The ABA (American Bozos Association)

Matthew Hoy
By Matthew Hoy on August 10, 2006

After several years of attempting to keep the fact that they're a wholly-owned subsidiary of the Democrat Party under wraps, the American Bar Association has decided to cast off its non-partisan cloak and reveal themselves as just another bunch of loony leftists.

Most recently is the ABA's House of Delegate's "Diversity" accreditation standard that requires law schools to break federal law if they want the ABA's imprimatur.

Most important, I think the ABA may have just cost pro-affirmative action forces their victory in Grutter. Grutter, of course, was a 5-4 ruling in favor of allowing "diversity" admissions higher education. Justice O'Connor's deciding vote was based on the view, first articulated by Justice Powell in Bakke, that courts should give leeway to academic institutions to engage in affirmative action when those institutions believe it to be essential for educational reasons. The reaction of the establishment institutions, such as the ABA (among others), to Grutter has not been to allow, or even encourage universities, in their exercise of academic freedom, to use racial preferences to admit a diverse class. Rather, it's been to try to force all academic (and other) institutions to use preferences, regardless of whether any particular institution thinks it's valuable, irrelevant, or, as in the case of many law schools that see most of their minority students never passing the bar, completely counterproductive.

OK, so maybe the ABA has been bewitched by White House adviser Karl Rove.

The ABA has also been slapped down by that famous conservative [sarcasm alert] law professor Laurence Tribe and conservative [again] Clinton administration counsel Walter Dellinger and others over their lame report decrying presidential signing statements. There's plenty of conservative criticism of the ABA report, but when you've got serious people on your own side saying you're out of line, then maybe you ought to reconsider.

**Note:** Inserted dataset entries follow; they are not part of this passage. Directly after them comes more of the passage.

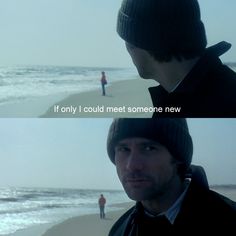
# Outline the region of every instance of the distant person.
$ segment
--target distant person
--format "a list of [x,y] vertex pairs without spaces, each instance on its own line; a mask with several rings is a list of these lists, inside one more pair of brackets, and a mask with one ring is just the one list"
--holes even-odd
[[210,190],[204,169],[191,165],[193,143],[185,119],[115,119],[107,152],[125,192],[136,201],[109,236],[235,231],[235,202]]
[[105,86],[107,85],[107,79],[104,71],[102,71],[101,85],[102,85],[102,95],[106,96]]
[[99,200],[98,200],[99,208],[100,208],[100,218],[105,219],[105,204],[106,204],[106,198],[101,194]]
[[206,48],[197,0],[123,0],[117,32],[139,75],[160,84],[154,107],[181,108],[153,117],[236,117],[236,73],[219,59],[231,44]]

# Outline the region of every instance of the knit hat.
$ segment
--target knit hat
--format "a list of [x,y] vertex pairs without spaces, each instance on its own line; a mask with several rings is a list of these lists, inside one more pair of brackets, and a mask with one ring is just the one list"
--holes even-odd
[[126,138],[147,138],[165,146],[172,156],[188,169],[193,144],[187,122],[182,118],[120,118],[114,119],[107,138],[107,152],[115,164],[115,146]]
[[195,52],[206,47],[197,0],[123,0],[117,32],[128,43],[150,51]]

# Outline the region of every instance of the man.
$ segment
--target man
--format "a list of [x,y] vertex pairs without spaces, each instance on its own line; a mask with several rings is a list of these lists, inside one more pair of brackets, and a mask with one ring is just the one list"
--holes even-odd
[[103,194],[101,194],[100,198],[98,199],[98,205],[100,208],[100,219],[105,219],[105,204],[106,198],[103,196]]
[[[193,144],[185,119],[116,119],[107,151],[129,198],[136,205],[112,227],[109,236],[198,235],[235,228],[230,199],[209,190],[204,170],[190,175]],[[160,234],[161,235],[161,234]]]
[[117,32],[139,75],[160,84],[153,117],[236,117],[236,74],[219,59],[231,45],[206,48],[197,0],[123,0]]

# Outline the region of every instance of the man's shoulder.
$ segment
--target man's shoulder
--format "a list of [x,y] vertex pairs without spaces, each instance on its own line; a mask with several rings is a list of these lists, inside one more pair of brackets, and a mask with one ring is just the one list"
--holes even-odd
[[225,210],[236,213],[236,202],[229,199],[225,195],[220,194],[215,189],[205,188],[195,180],[190,184],[188,196],[198,206],[203,205],[212,212]]
[[[194,186],[195,187],[195,186]],[[231,219],[236,222],[236,203],[225,195],[221,195],[212,189],[201,189],[196,186],[191,195],[196,195],[194,202],[200,215],[204,212],[205,217],[210,217],[216,221],[228,221]]]
[[130,220],[130,216],[131,214],[134,212],[135,206],[133,206],[132,208],[130,208],[128,211],[126,211],[116,222],[115,224],[112,226],[110,232],[109,232],[109,236],[121,236],[123,235],[129,220]]
[[236,202],[212,190],[210,190],[209,196],[208,214],[212,222],[215,222],[218,229],[221,229],[222,226],[229,226],[229,229],[234,227],[236,224]]
[[[226,213],[230,213],[236,217],[236,202],[229,199],[225,195],[222,195],[218,192],[210,190],[211,200],[217,205],[219,209],[225,211]],[[236,220],[236,218],[235,218]]]
[[209,95],[215,98],[215,102],[223,106],[236,105],[236,73],[227,65],[222,64],[212,71],[210,75]]
[[[193,181],[192,181],[193,182]],[[176,226],[191,225],[203,229],[229,229],[236,224],[236,203],[224,195],[199,184],[191,183]]]
[[236,73],[228,65],[221,64],[220,66],[215,67],[212,73],[213,79],[216,80],[216,82],[216,78],[218,78],[220,82],[223,82],[223,85],[236,86]]

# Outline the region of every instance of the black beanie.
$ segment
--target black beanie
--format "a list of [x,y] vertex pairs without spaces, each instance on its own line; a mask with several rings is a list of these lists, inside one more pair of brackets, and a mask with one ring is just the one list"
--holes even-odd
[[147,138],[165,146],[187,170],[192,161],[193,143],[188,125],[182,118],[114,119],[107,138],[107,152],[115,164],[115,146],[126,138]]
[[149,51],[202,52],[207,44],[197,0],[123,0],[117,32]]

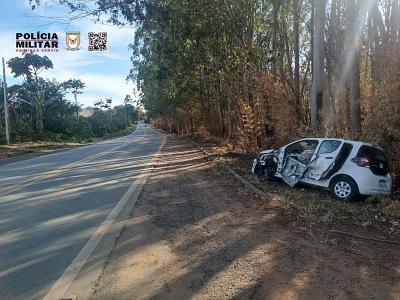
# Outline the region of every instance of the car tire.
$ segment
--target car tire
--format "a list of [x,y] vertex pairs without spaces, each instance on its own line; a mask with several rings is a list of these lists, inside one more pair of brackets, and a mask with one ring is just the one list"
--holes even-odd
[[263,169],[263,175],[264,178],[267,179],[268,181],[273,181],[275,179],[275,173],[276,169],[278,167],[278,164],[274,162],[273,158],[267,158],[265,161],[265,166]]
[[348,176],[340,176],[332,180],[329,189],[333,197],[339,201],[352,201],[359,196],[357,183]]
[[257,176],[263,176],[263,168],[260,164],[257,164],[257,166],[254,168],[254,174]]

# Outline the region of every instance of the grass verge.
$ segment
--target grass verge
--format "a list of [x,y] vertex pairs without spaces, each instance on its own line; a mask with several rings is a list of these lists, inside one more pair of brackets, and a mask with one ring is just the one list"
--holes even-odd
[[69,141],[34,141],[34,142],[21,142],[10,145],[0,146],[0,160],[12,158],[24,154],[32,153],[48,153],[62,148],[74,148],[85,144],[98,142],[106,139],[117,138],[129,134],[135,130],[136,125],[131,125],[126,129],[108,134],[102,138],[89,138],[89,139],[71,139]]
[[[340,202],[326,190],[308,186],[290,188],[280,180],[268,182],[252,174],[250,166],[254,155],[235,153],[232,148],[208,138],[186,138],[191,140],[195,148],[207,153],[207,157],[215,163],[219,173],[232,177],[232,174],[222,167],[228,164],[240,176],[264,192],[261,197],[246,197],[247,205],[256,209],[279,210],[294,220],[296,228],[309,232],[316,229],[323,232],[341,229],[400,240],[399,192],[390,197],[374,196],[350,203]],[[239,181],[237,184],[241,185]]]
[[273,207],[280,210],[282,214],[291,216],[300,229],[342,229],[400,240],[398,193],[391,197],[374,196],[366,200],[341,202],[326,190],[308,186],[290,188],[280,180],[268,182],[252,174],[250,167],[245,167],[240,159],[219,158],[216,164],[219,170],[222,164],[229,164],[238,174],[264,191],[261,197],[249,205],[257,209],[268,210]]

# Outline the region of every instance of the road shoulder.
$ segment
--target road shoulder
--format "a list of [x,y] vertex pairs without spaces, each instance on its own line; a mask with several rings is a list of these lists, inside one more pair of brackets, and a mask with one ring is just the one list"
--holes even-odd
[[168,136],[96,299],[395,298],[398,248],[301,230],[184,139]]

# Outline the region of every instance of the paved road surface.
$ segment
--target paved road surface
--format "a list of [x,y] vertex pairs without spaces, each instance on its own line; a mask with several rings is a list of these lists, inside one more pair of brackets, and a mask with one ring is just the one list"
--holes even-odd
[[0,299],[90,293],[162,141],[139,124],[125,137],[0,166]]

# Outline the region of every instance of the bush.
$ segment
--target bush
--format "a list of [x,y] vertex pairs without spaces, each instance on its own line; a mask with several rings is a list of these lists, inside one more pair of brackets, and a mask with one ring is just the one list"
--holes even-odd
[[396,189],[400,183],[400,54],[388,49],[375,74],[380,82],[366,101],[362,139],[378,144],[388,156]]

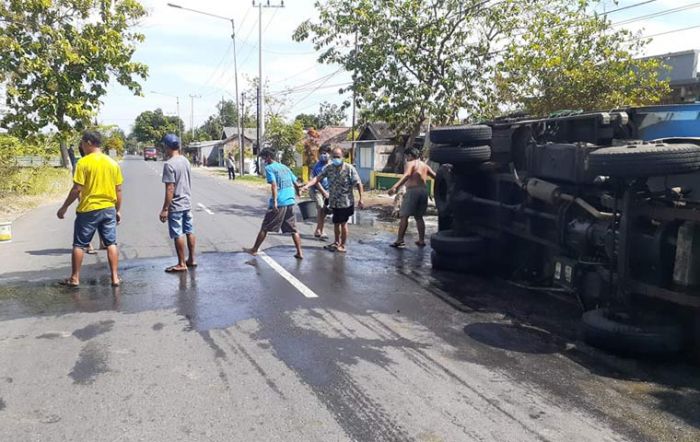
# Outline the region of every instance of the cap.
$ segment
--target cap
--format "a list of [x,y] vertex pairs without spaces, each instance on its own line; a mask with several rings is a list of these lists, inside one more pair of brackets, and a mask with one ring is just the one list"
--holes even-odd
[[179,149],[180,139],[175,134],[167,134],[163,137],[163,144],[165,144],[165,147],[169,147],[171,149]]

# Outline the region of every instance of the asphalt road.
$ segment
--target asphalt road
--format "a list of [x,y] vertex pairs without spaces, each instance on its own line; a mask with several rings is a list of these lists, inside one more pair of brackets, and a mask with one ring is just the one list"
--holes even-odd
[[119,289],[103,253],[56,287],[56,206],[0,246],[0,440],[700,439],[696,367],[588,348],[575,304],[433,273],[369,214],[347,256],[253,258],[265,193],[197,174],[200,266],[165,274],[161,167],[123,163]]

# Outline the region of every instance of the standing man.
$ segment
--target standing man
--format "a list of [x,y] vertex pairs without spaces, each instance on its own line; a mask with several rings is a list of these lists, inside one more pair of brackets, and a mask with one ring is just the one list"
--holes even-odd
[[406,151],[407,163],[405,171],[398,183],[389,189],[389,195],[394,195],[396,191],[404,184],[406,185],[406,194],[401,203],[401,222],[399,223],[399,235],[396,241],[391,244],[391,247],[403,249],[406,247],[404,236],[408,229],[408,218],[416,219],[418,227],[418,247],[425,247],[425,221],[423,216],[428,210],[428,177],[435,179],[435,172],[427,164],[420,160],[418,149],[411,148]]
[[73,188],[56,213],[59,219],[63,219],[68,207],[80,198],[73,231],[72,273],[70,278],[60,282],[68,287],[80,285],[80,268],[85,249],[90,245],[95,232],[98,232],[107,247],[112,286],[118,287],[121,284],[118,273],[117,224],[121,222],[124,178],[119,164],[103,154],[101,146],[102,136],[99,132],[83,133],[80,147],[85,152],[85,157],[76,164]]
[[335,242],[325,248],[333,252],[347,252],[348,241],[348,220],[355,214],[355,195],[353,188],[357,186],[360,198],[357,202],[359,209],[364,208],[362,203],[362,181],[355,167],[343,161],[343,149],[336,147],[332,151],[331,164],[321,171],[316,177],[311,179],[304,187],[304,190],[320,183],[324,178],[328,178],[328,200],[329,207],[333,212],[333,227],[335,230]]
[[275,151],[265,148],[260,152],[260,158],[265,162],[265,177],[270,184],[272,197],[263,219],[260,233],[255,239],[252,249],[243,249],[255,256],[269,232],[291,233],[294,247],[296,247],[296,259],[304,259],[301,251],[301,236],[297,231],[294,205],[296,204],[297,177],[284,164],[275,159]]
[[228,170],[228,179],[229,180],[236,179],[236,170],[233,167],[234,167],[233,154],[231,152],[229,152],[228,157],[226,157],[226,170]]
[[[320,175],[323,169],[331,162],[330,149],[328,147],[321,147],[320,152],[321,155],[318,157],[318,162],[311,169],[311,178]],[[314,237],[325,241],[328,239],[328,235],[323,233],[323,227],[326,223],[326,209],[328,208],[328,178],[322,179],[320,183],[310,188],[309,195],[316,202],[316,212],[318,212]]]
[[[168,273],[186,272],[188,267],[197,267],[194,260],[195,236],[192,226],[192,181],[190,162],[180,155],[180,139],[174,134],[163,137],[165,155],[163,183],[165,198],[160,212],[160,222],[168,222],[170,239],[175,242],[177,264],[165,269]],[[185,237],[189,257],[185,261]]]

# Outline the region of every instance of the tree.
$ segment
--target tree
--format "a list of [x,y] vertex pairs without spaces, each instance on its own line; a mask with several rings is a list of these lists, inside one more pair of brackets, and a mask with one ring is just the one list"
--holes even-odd
[[136,0],[6,0],[0,3],[2,127],[18,136],[55,127],[63,164],[70,132],[89,125],[115,79],[134,94],[148,69],[132,61],[146,15]]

From Dellinger and friends:

First, and most importantly, some objections to recent signing statements appear to be premised on the notion that the President is categorically prohibited from refusing to enforce a statute that he determines to be unconstitutional. But such a categorical prohibition is belied by a long history of Presidents declining, in certain limited circumstances, to enforce statutes that they deem unconstitutional. As the Task Force Report notes, constitutional nonenforcement has been occurring since at least the Grant Administration. Indeed, the practice began no later than the Buchanan Administration, if not earlier still—in 1801, President Jefferson ordered the cessation of prosecutions under the Sedition Act, a statute that he viewed as unconstitutional (a judgment that the Supreme Court would not confirm until 163 years later).

Thomas Jefferson, Democrat Party founder and imperialist tyrant! If you're interested, you can read the Dellinger and Tribe commentaries, but beware, it isn't light bedtime reading.

Finally, there's the ABA's treatment of Bush judicial nominee Michael Wallace. You can find a lengthy analysis of the ABA's Wallace report here. In short, the ABA broke its own rules regarding use of anonymous sources in judicial evaluations in order to settle old scores and give Wallace a "not qualified" rating -- a rating even a cursory glance at his bona fides shows is outrageous.